Here it is. Please note I've drained a little water since taking these pics.


----------



## ghostsword (11 Oct 2011)

*Little emersed jar*

Looks very good. 


.


----------



## Morgan Freeman (31 Oct 2011)

*Re: Little emersed jar*

Moved it to the windowsill and everything burnt to a crisp.


----------



## spyder (31 Oct 2011)

*Re: Little emersed jar*

Direct sunlight can be risky. Indirect should be cool. 

Get some more trimmings in there.


----------



## Morgan Freeman (31 Oct 2011)

*Re: Little emersed jar*

Double post.


----------



## Morgan Freeman (31 Oct 2011)

*Re: Little emersed jar*

Everything is now in an emersed 29 gal!

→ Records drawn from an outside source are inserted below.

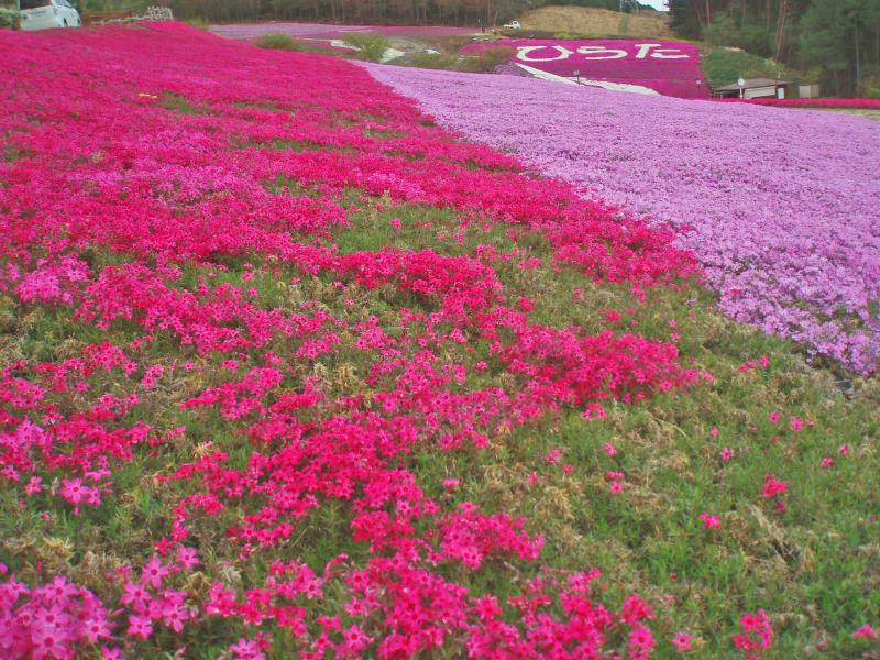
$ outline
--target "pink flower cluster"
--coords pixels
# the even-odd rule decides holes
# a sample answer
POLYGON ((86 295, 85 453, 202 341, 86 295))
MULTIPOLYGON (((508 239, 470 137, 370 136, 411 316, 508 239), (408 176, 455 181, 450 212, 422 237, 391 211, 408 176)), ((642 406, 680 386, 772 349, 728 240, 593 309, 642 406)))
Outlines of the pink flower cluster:
POLYGON ((480 451, 563 407, 601 418, 603 402, 697 383, 674 343, 536 322, 499 274, 571 268, 644 295, 695 271, 670 232, 524 175, 342 61, 179 24, 3 32, 0 54, 0 293, 113 338, 0 372, 0 481, 46 524, 96 516, 133 461, 173 502, 167 538, 108 576, 105 605, 58 583, 56 612, 52 586, 8 580, 13 654, 74 657, 112 630, 107 653, 136 656, 212 617, 246 627, 224 642, 239 658, 264 656, 278 627, 316 659, 650 653, 647 603, 604 605, 596 573, 543 571, 529 520, 455 501, 458 480, 421 483, 411 454, 480 451), (74 57, 85 73, 63 66, 74 57), (457 245, 501 228, 507 246, 340 249, 353 211, 387 205, 449 209, 457 245), (278 301, 300 285, 329 293, 278 301), (382 321, 355 302, 380 295, 382 321), (343 352, 366 365, 354 394, 311 372, 343 352), (190 376, 198 391, 172 410, 180 426, 143 421, 190 376), (180 463, 176 448, 196 443, 180 463), (206 527, 252 575, 254 556, 287 552, 323 506, 344 512, 359 561, 320 573, 285 558, 248 584, 211 566, 207 600, 187 587, 206 527), (504 600, 470 593, 465 576, 487 565, 530 578, 504 600), (34 619, 43 610, 51 625, 34 619))
POLYGON ((672 223, 721 309, 862 374, 880 358, 880 123, 367 65, 468 138, 672 223))
POLYGON ((858 110, 880 110, 880 99, 716 99, 740 101, 756 106, 778 108, 849 108, 858 110))

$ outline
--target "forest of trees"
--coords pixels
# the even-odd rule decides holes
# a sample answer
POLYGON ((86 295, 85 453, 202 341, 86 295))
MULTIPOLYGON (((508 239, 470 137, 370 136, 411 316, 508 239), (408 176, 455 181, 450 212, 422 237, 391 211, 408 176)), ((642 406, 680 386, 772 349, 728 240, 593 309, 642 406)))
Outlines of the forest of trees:
MULTIPOLYGON (((88 2, 88 0, 86 0, 88 2)), ((94 0, 100 2, 102 0, 94 0)), ((497 25, 544 4, 637 10, 637 0, 167 0, 175 15, 210 21, 271 18, 361 23, 497 25)), ((644 9, 648 9, 647 6, 644 9)))
POLYGON ((880 0, 669 0, 675 33, 811 70, 825 94, 880 96, 880 0))
POLYGON ((210 21, 493 25, 543 4, 539 0, 172 0, 175 15, 210 21))

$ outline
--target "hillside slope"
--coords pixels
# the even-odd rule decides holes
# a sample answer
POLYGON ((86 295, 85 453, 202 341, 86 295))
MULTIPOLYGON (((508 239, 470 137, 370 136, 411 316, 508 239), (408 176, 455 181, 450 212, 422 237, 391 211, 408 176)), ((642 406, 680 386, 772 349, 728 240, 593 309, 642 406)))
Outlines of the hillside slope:
POLYGON ((627 14, 593 7, 540 7, 521 19, 524 30, 568 32, 591 36, 670 38, 666 18, 657 13, 627 14))
POLYGON ((880 388, 670 231, 338 58, 0 57, 0 658, 869 649, 880 388))

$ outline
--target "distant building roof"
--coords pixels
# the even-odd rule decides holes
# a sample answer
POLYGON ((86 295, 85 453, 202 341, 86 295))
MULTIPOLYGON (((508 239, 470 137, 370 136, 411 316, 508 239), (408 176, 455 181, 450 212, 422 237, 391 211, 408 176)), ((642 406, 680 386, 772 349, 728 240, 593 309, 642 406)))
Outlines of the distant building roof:
MULTIPOLYGON (((791 85, 788 80, 776 80, 773 78, 746 78, 744 80, 745 85, 743 89, 752 89, 755 87, 772 87, 774 85, 791 85)), ((739 85, 734 82, 733 85, 725 85, 724 87, 718 87, 715 91, 739 91, 739 85)))

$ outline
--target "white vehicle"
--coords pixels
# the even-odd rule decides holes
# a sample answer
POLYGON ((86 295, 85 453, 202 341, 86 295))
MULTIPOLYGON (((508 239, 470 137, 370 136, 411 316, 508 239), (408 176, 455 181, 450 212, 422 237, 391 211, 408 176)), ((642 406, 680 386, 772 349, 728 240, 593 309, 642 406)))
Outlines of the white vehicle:
POLYGON ((22 30, 48 28, 78 28, 82 24, 79 12, 68 0, 19 0, 22 30))

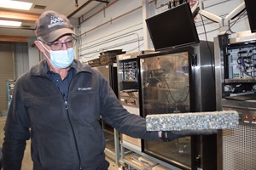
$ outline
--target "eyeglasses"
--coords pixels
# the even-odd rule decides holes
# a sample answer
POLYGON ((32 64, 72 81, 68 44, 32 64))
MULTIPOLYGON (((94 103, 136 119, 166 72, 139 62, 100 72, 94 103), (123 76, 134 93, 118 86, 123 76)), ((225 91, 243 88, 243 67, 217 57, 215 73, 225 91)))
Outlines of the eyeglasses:
POLYGON ((53 42, 53 43, 47 43, 45 42, 43 42, 46 45, 49 46, 51 50, 53 51, 58 51, 61 50, 63 48, 63 45, 65 44, 67 48, 73 48, 76 45, 77 39, 73 38, 72 40, 69 40, 67 42, 53 42))

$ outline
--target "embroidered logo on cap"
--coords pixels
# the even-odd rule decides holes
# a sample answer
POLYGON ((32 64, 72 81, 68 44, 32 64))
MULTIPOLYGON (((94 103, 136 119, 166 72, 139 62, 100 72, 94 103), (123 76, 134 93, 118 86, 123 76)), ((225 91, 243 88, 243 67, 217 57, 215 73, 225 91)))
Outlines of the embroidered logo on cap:
POLYGON ((48 25, 48 28, 51 28, 58 25, 68 25, 68 24, 67 22, 65 22, 62 19, 52 15, 50 17, 50 25, 48 25))

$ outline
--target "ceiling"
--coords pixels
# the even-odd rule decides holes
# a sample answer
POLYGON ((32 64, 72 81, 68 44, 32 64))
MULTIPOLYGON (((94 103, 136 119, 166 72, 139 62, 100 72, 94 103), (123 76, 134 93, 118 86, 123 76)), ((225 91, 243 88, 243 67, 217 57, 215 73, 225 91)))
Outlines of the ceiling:
MULTIPOLYGON (((16 0, 32 3, 28 11, 8 9, 0 8, 0 20, 22 21, 19 28, 0 26, 0 41, 3 39, 19 42, 19 37, 33 37, 34 24, 40 14, 46 10, 55 10, 67 15, 72 23, 78 24, 78 18, 103 3, 107 5, 108 0, 16 0), (78 7, 76 7, 76 3, 78 7)), ((22 40, 20 40, 22 42, 22 40)))

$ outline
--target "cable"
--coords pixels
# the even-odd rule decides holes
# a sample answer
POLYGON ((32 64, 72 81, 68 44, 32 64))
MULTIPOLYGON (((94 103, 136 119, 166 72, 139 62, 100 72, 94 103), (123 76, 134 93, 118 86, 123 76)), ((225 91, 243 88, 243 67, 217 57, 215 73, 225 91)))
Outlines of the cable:
POLYGON ((227 32, 229 31, 231 31, 231 27, 237 22, 237 20, 240 20, 240 18, 244 14, 244 13, 246 12, 246 10, 244 10, 241 14, 240 14, 240 16, 237 18, 237 20, 229 27, 229 29, 225 31, 225 33, 224 34, 224 35, 226 35, 227 34, 227 32))

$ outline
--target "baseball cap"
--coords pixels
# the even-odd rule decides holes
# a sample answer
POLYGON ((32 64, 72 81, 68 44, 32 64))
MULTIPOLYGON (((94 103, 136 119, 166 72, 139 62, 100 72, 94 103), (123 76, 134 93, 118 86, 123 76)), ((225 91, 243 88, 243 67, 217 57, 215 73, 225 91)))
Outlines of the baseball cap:
POLYGON ((48 42, 52 42, 66 34, 77 37, 73 29, 69 20, 55 11, 44 12, 36 21, 36 37, 41 37, 48 42))

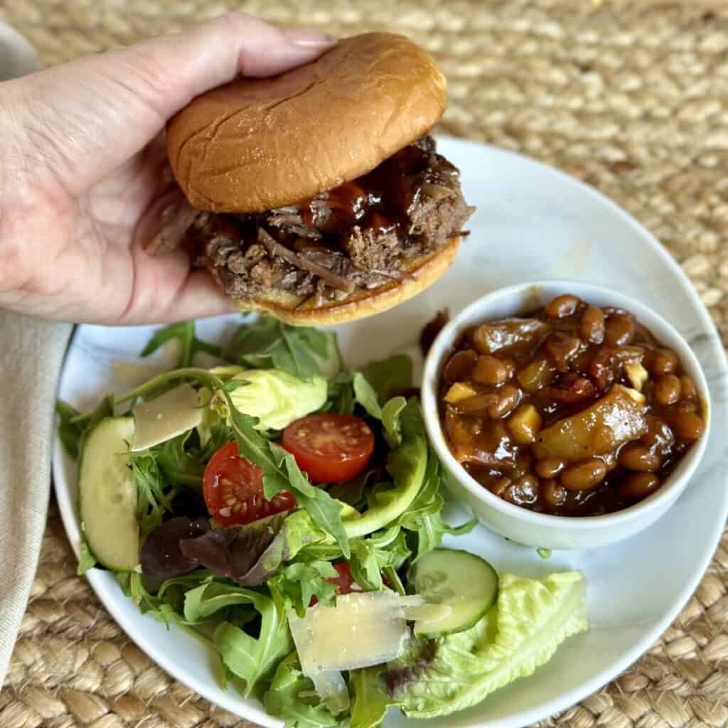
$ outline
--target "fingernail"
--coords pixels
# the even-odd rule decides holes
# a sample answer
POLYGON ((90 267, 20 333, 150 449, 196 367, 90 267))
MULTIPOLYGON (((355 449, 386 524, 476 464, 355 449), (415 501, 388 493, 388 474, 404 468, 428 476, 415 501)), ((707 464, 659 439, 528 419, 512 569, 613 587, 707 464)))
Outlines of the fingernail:
POLYGON ((312 28, 288 28, 283 31, 283 35, 291 45, 304 48, 327 48, 336 44, 333 36, 312 28))

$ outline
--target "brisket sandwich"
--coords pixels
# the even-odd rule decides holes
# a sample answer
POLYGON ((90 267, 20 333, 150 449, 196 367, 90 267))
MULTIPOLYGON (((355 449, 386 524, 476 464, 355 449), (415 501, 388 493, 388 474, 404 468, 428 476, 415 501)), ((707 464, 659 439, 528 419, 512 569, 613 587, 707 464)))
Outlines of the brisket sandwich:
POLYGON ((240 79, 169 123, 189 205, 148 246, 183 245, 244 311, 353 320, 434 282, 473 211, 429 136, 445 79, 407 39, 368 33, 274 79, 240 79))

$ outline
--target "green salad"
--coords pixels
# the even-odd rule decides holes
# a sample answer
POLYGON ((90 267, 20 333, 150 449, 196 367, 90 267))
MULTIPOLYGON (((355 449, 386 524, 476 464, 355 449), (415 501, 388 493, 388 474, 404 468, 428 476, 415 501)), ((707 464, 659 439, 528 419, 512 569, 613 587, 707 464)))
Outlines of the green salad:
POLYGON ((127 394, 58 404, 79 570, 191 630, 223 684, 290 728, 373 728, 479 703, 587 628, 581 574, 440 547, 476 521, 442 517, 408 357, 352 371, 335 334, 264 317, 223 346, 176 324, 141 353, 173 341, 175 368, 127 394))

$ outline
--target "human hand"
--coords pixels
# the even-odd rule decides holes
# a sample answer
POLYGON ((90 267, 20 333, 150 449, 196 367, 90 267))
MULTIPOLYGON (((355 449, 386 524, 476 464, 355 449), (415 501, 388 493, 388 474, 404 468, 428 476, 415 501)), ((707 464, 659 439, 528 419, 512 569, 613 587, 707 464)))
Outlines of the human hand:
POLYGON ((0 307, 106 324, 232 310, 181 250, 147 255, 180 194, 162 132, 203 92, 332 44, 240 13, 0 84, 0 307))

Some cryptocorynes being delivered soon...


----------



## Morgan Freeman (3 Nov 2011)

And they came.

Hygros, ludwigia, anubias nana, various crypts, some mini swords....Tank cost me a fiver to set up.


----------



## ghostsword (4 Nov 2011)

Great! 

keep it closed so that the moisture stays in.  

I got a similar setup, but no soil, just gravel and plants on pots, easy to change water, and as I dose ferts on the water, the plants get all they want. 

Looking good.


----------



## spyder (4 Nov 2011)

Don't fry em. Looking good will be nice when it all fills in. 

It makes me want to try it in a 20cm cube


----------



## Morgan Freeman (4 Nov 2011)

I'll try not to!

It's just two CFL bulbs, ones only 11watts.


----------